Ethanol production from residual lignocellulosic fibers generated through the steam treatment of whole sorghum biomass.

Cellulosic ethanol could play a major role in the upcoming circular-economy once the process complexity, low carbohydrate extraction yields and high costs are resolved. To this purpose, different steam-treatment severity factors were employed on whole sweet sorghum biomass, followed by the delignification and hydrolysis of resulted lignocellulose fibers. A modified ASTM International (American Society for Testing and Material) standard cellulose hydrolysis approach as well as a newly developed SACH (Sulfuric Acid Cellulose Hydrolysis) process were used, recovering up to 24.3 wt% of cellulosic carbohydrates. This amounted to a total extractable and constitutive carbohydrate recovery of 51.7 wt% (dry basis) when a mild steam-treatment of whole sorghum biomass and the SACH cellulose hydrolysis were employed. An ethanol potential of 6378 L/ha/year was determined, comparable to values obtained from biomass such as sugarcane in warmer climates, supporting thus the opportunity of implementing this novel approach on a wider scale.
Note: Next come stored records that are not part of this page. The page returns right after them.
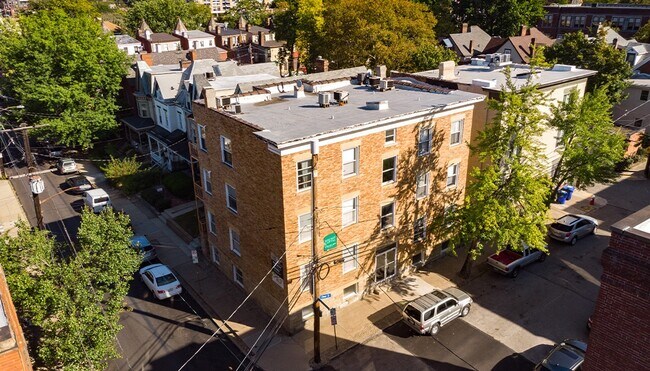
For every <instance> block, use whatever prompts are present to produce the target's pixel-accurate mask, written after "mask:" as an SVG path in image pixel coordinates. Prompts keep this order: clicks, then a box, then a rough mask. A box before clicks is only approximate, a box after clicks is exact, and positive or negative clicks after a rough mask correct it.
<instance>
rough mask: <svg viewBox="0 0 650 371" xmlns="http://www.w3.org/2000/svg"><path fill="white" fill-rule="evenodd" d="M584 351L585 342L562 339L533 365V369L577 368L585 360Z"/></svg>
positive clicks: (582, 341)
mask: <svg viewBox="0 0 650 371" xmlns="http://www.w3.org/2000/svg"><path fill="white" fill-rule="evenodd" d="M586 352H587V344H586V343H585V342H583V341H580V340H574V339H567V340H564V341H563V342H561V343H560V344H557V345H556V346H555V348H553V350H551V352H550V353H549V354H548V356H546V358H544V360H542V362H540V363H538V364H537V366H535V371H542V370H549V371H556V370H557V371H559V370H579V369H580V365H582V362H584V360H585V353H586Z"/></svg>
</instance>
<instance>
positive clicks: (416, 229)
mask: <svg viewBox="0 0 650 371" xmlns="http://www.w3.org/2000/svg"><path fill="white" fill-rule="evenodd" d="M426 237H427V220H426V218H425V217H424V216H423V217H420V218H418V219H416V220H415V223H413V240H414V241H424V240H425V239H426Z"/></svg>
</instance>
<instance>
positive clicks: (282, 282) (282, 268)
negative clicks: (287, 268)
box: [271, 254, 284, 287]
mask: <svg viewBox="0 0 650 371" xmlns="http://www.w3.org/2000/svg"><path fill="white" fill-rule="evenodd" d="M271 268H272V272H273V273H272V277H271V278H272V279H273V282H275V283H276V284H277V285H278V286H280V287H284V262H283V261H282V259H278V257H276V256H275V255H273V254H271Z"/></svg>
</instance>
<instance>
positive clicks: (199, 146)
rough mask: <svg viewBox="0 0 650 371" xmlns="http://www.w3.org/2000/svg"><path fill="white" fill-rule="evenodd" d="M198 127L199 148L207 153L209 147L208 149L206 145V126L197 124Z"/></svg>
mask: <svg viewBox="0 0 650 371" xmlns="http://www.w3.org/2000/svg"><path fill="white" fill-rule="evenodd" d="M196 127H197V128H198V132H199V148H201V149H202V150H203V151H205V152H207V151H208V147H206V143H205V125H201V124H197V125H196Z"/></svg>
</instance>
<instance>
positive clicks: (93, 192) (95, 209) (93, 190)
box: [84, 188, 111, 214]
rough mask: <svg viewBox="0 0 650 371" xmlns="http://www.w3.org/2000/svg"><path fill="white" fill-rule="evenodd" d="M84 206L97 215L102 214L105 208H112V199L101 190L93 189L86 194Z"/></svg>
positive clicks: (99, 189)
mask: <svg viewBox="0 0 650 371" xmlns="http://www.w3.org/2000/svg"><path fill="white" fill-rule="evenodd" d="M84 204H85V205H86V206H88V207H89V208H90V209H91V210H92V211H93V212H94V213H95V214H97V213H101V212H102V210H104V208H105V207H108V206H111V198H110V197H108V193H106V191H104V190H103V189H101V188H97V189H91V190H88V191H86V192H84Z"/></svg>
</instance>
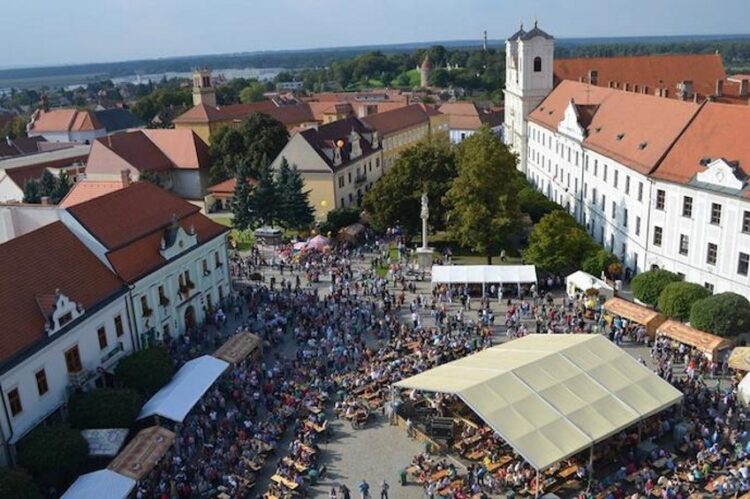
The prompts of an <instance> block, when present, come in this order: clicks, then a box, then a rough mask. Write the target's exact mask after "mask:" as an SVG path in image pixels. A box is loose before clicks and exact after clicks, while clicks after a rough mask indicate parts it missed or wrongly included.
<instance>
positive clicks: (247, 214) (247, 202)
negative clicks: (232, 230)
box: [232, 162, 253, 230]
mask: <svg viewBox="0 0 750 499" xmlns="http://www.w3.org/2000/svg"><path fill="white" fill-rule="evenodd" d="M249 172H250V165H248V164H247V162H243V163H240V166H239V168H238V169H237V183H236V184H235V186H234V195H233V196H232V213H233V214H234V218H233V219H232V225H233V226H234V228H235V229H239V230H245V229H247V228H249V227H250V225H251V223H252V213H251V210H252V207H251V205H250V192H251V191H252V189H253V186H252V185H251V178H250V174H249Z"/></svg>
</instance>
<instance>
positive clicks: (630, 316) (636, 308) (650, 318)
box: [604, 298, 664, 326]
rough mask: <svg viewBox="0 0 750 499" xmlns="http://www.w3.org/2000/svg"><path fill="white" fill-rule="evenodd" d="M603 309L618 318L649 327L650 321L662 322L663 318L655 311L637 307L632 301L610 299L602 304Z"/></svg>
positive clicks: (663, 319) (657, 312)
mask: <svg viewBox="0 0 750 499" xmlns="http://www.w3.org/2000/svg"><path fill="white" fill-rule="evenodd" d="M604 309H605V310H607V311H609V312H612V313H613V314H615V315H619V316H620V317H625V318H626V319H628V320H631V321H635V322H637V323H638V324H643V325H644V326H645V325H649V324H650V323H651V321H653V320H654V319H657V320H659V321H662V322H663V321H664V316H663V315H662V314H660V313H659V312H657V311H656V310H651V309H650V308H647V307H644V306H643V305H638V304H637V303H633V302H632V301H627V300H623V299H622V298H610V299H609V300H607V301H605V302H604Z"/></svg>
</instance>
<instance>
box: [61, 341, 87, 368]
mask: <svg viewBox="0 0 750 499" xmlns="http://www.w3.org/2000/svg"><path fill="white" fill-rule="evenodd" d="M65 367H66V368H67V369H68V372H69V373H71V374H75V373H78V372H81V369H83V366H81V354H80V352H79V351H78V345H76V346H74V347H73V348H71V349H70V350H67V351H66V352H65Z"/></svg>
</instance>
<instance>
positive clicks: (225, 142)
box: [210, 113, 289, 182]
mask: <svg viewBox="0 0 750 499" xmlns="http://www.w3.org/2000/svg"><path fill="white" fill-rule="evenodd" d="M288 141H289V132H287V130H286V127H285V126H284V125H283V124H282V123H281V122H279V121H278V120H276V119H275V118H272V117H271V116H269V115H267V114H263V113H254V114H252V115H250V117H249V118H247V119H246V120H245V121H243V122H242V124H241V125H240V127H239V128H229V127H224V128H222V129H220V130H219V131H218V132H216V134H215V135H214V136H213V137H212V138H211V162H212V164H211V172H210V173H211V181H212V182H221V181H222V180H226V179H228V178H231V177H233V176H234V175H235V174H236V173H237V167H238V166H239V165H240V164H241V163H242V162H245V161H246V162H247V164H248V165H249V167H250V172H249V173H250V175H251V176H258V174H259V172H260V169H261V166H262V165H263V158H264V157H266V158H270V159H271V160H273V159H275V158H276V156H278V155H279V153H280V152H281V150H282V149H284V146H285V145H286V144H287V142H288Z"/></svg>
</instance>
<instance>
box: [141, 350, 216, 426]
mask: <svg viewBox="0 0 750 499" xmlns="http://www.w3.org/2000/svg"><path fill="white" fill-rule="evenodd" d="M227 367H229V364H228V363H227V362H225V361H223V360H220V359H217V358H216V357H212V356H210V355H204V356H203V357H198V358H197V359H193V360H191V361H189V362H186V363H185V365H184V366H182V368H181V369H180V370H179V371H177V373H176V374H175V375H174V377H173V378H172V381H170V382H169V383H168V384H167V385H166V386H165V387H164V388H162V389H161V390H159V391H158V392H157V393H156V395H154V396H153V397H151V398H150V399H149V401H148V402H146V405H144V406H143V409H141V413H140V415H139V416H138V419H143V418H147V417H149V416H162V417H165V418H167V419H171V420H172V421H176V422H178V423H182V420H183V419H185V416H187V413H188V412H190V409H192V408H193V406H194V405H195V404H196V403H197V402H198V401H199V400H200V398H201V397H202V396H203V394H204V393H206V391H207V390H208V389H209V388H210V387H211V385H213V384H214V382H215V381H216V380H217V379H218V378H219V376H221V373H223V372H224V371H225V370H226V368H227Z"/></svg>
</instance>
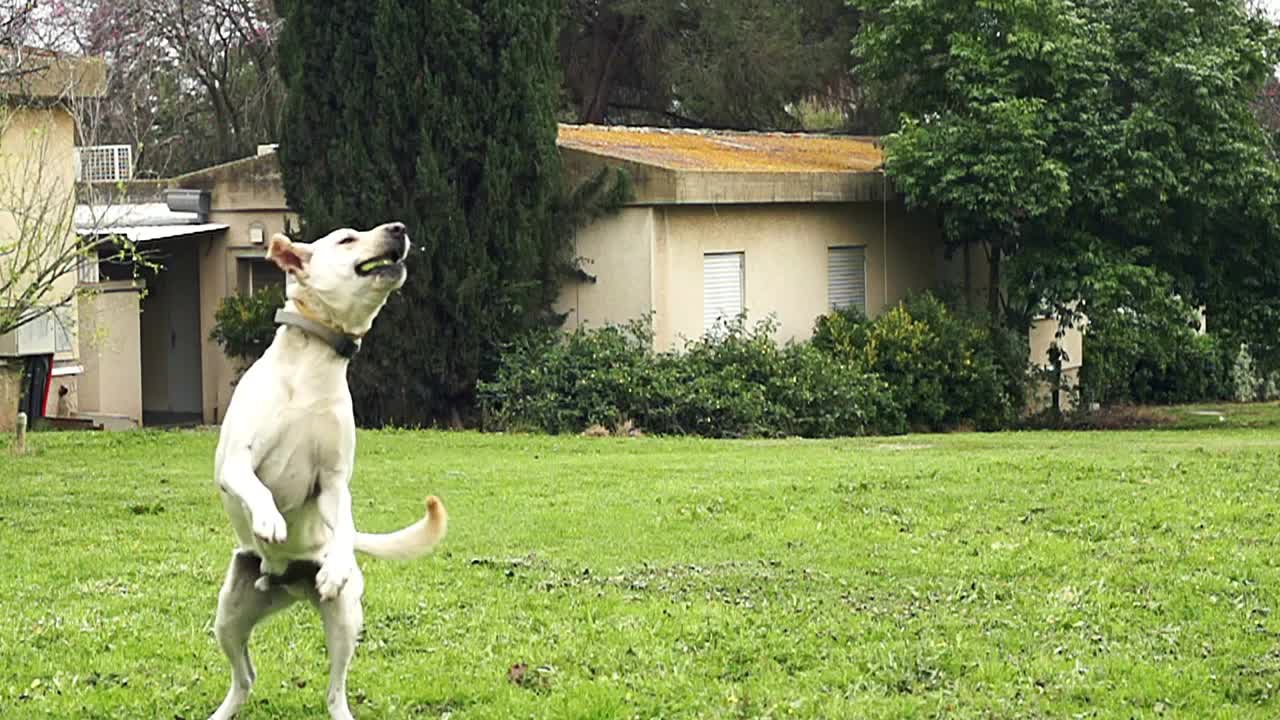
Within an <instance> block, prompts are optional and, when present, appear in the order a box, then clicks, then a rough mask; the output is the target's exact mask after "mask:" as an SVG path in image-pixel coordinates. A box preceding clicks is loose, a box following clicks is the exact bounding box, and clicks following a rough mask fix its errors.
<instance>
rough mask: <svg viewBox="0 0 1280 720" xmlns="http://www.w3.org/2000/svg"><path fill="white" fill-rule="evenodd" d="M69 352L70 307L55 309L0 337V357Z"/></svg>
mask: <svg viewBox="0 0 1280 720" xmlns="http://www.w3.org/2000/svg"><path fill="white" fill-rule="evenodd" d="M70 350H72V332H70V307H55V309H54V311H52V313H45V314H44V315H41V316H40V318H36V319H35V320H32V322H29V323H27V324H24V325H22V327H20V328H18V329H17V331H13V332H10V333H5V334H3V336H0V357H20V356H26V355H54V354H55V352H69V351H70Z"/></svg>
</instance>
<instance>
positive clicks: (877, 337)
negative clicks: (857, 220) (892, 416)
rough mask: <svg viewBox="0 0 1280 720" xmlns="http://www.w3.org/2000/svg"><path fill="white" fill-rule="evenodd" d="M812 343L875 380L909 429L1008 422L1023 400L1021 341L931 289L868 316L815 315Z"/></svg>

A novel hybrid first and second generation hemicellulosic bioethanol production process through steam treatment of dried sorghum biomass.

Sweet sorghum was subjected to an impregnation step, which recovered most of the 1st generation sugars, prior to a steam-treatment extraction of the 2nd generation sugars, at three different severity factors (SF). A medium severity (3.56 SF) treatment proved to be an optimal compromise between the amount of sugars extracted and the fermentation inhibitors generated following the subsequent depolymerization approaches applied on the broth. Next, a series of detoxification approaches (ozonation, overliming and a combination of both) were investigated following a concentration and depolymerization step. Results show that higher steam-treatment severity required more intense detoxification steps. However, when combining the 1st and 2nd generation streams at a 2:1 ratio, the inhibitors did not affect the fermentation process and ethanol yields above 90% of the theoretical maximum were achieved.